Hey, it’s just one night, it’s not like it’s forever
I just want to feel better
How many times have we looked for an escape route in order to “feel better”? The fine art of escaping takes many forms – we all have our vices and they seem be exascerbated by whatever is ailing us at the time. We ache to escape when things get tough – when we want to forget the pain in our lives. My childhood left little room for me to escape a situation I might have found hurtful or stressful – I read to escape. Books were my safety net and safe haven. However, adulthood opened up a Pandora’s box of escape methods. I went from very limited parameters to no parameters.
For a long time, I didn’t feel the need to push my escape boundaries – I nudged them a little, sure, but for several years I never full fledged sacked myself up against a wall. My first real grownup, big-girl, “I can do whatever I want” escape came in the winter of 2011. I had gotten some pretty unexpected and hurtful news from one of my best friends and suddenly, the idea of reading seemed very ten years old of me. I found myself in a blur of actions and feelings that landed me, alone, on the floor of my apartment. From cold to cold – a friend came and transported me from the cool linoleum of my kitchen to the cold and hard bathroom tile. It’s funny how we hit these walls with such force, yet we visit them again and again – no matter how badly they can make us feel.

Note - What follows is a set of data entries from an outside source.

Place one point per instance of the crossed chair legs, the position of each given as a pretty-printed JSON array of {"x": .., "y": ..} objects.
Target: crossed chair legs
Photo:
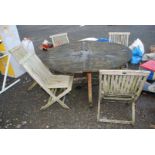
[
  {"x": 114, "y": 120},
  {"x": 53, "y": 98}
]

So, once you find a boundary that doesn’t dull the pain anymore, you move on to the next one… and the next, then one above the last one, etc. We climb the rungs of the numb ladder in hopes to find something that will squelch the longing, the pain, the ache, or the empty forever. But, it’s not to be found. It’s a bottomless pit that begs to be filled. In those moments when alcohol numbs, drugs soothe, other people distract, sleep blankets, we are temporarily satiated. We forget – the line to the top of our empty gauge is full – until the escape stops. It comes to a hault. We learn to ride out the escape route for as long as we can – we stretch it as far as it will go and each route lasts a different time than another, so perhaps we combine our escape routes in hopes of creating one giant ride of oblivion.

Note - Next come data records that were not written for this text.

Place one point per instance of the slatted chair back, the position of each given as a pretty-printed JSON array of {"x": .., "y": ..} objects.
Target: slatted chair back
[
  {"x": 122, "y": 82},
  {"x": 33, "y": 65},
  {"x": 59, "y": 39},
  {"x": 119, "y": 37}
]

The thing is – we can never escape. We try and perhaps for a time we are transported to a place where we forget, temporarily, or our wounds are salved. But, unless we are willing to make peace with whatever is causing us to run toward escaping, we will never truly be free. In more recent times, I found myself trying to get out of town for a couple of days when I was going through something that shot up my “escape” flag. After doing this a couple of times, I realized I was missing out on really wonderful moments with friends and family and myself because I was still consumed with what I was trying to escape. It almost felt like a burden because I was so entwined in my own feelings I failed to notice so many things. When I started to change my attitude and stopped using things I loved as ways of escape – traveling, people, the ocassional glass of wine – I enjoyed them for what they were and how they enriched my life, not how they could be used to duct tape the broken pieces of me together.

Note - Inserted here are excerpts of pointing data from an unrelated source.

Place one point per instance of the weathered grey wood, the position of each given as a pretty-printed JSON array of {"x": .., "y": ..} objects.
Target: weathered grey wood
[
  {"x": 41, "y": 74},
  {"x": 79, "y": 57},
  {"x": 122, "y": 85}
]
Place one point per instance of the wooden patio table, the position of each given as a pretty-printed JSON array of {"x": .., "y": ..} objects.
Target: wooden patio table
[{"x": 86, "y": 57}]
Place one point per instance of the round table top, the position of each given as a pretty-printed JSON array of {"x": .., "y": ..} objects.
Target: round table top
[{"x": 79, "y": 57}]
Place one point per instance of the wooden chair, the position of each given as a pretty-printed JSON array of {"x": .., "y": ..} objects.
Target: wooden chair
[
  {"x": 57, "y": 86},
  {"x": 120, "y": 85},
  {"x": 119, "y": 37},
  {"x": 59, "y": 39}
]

I’m still learning how to “cope” with life as an adult – I still nudge my boundaries and I’m still tempted to flee. But, I am getting better at being a little bit more gentle with myself and allowing those feelings and emotions, no matter how negative or painful, to exist and be with me until it is their time to pack up and move on. I don’t use experiences or people or things I enjoy to be bandaids for emotional craters that are far too deep for them to cover. Running away from those feelings only seems to make them more eager to stay. Every experience is a lesson – trying to block it out can cause us to miss out on something that in the end could be more beautiful and powerful than we ever imagined.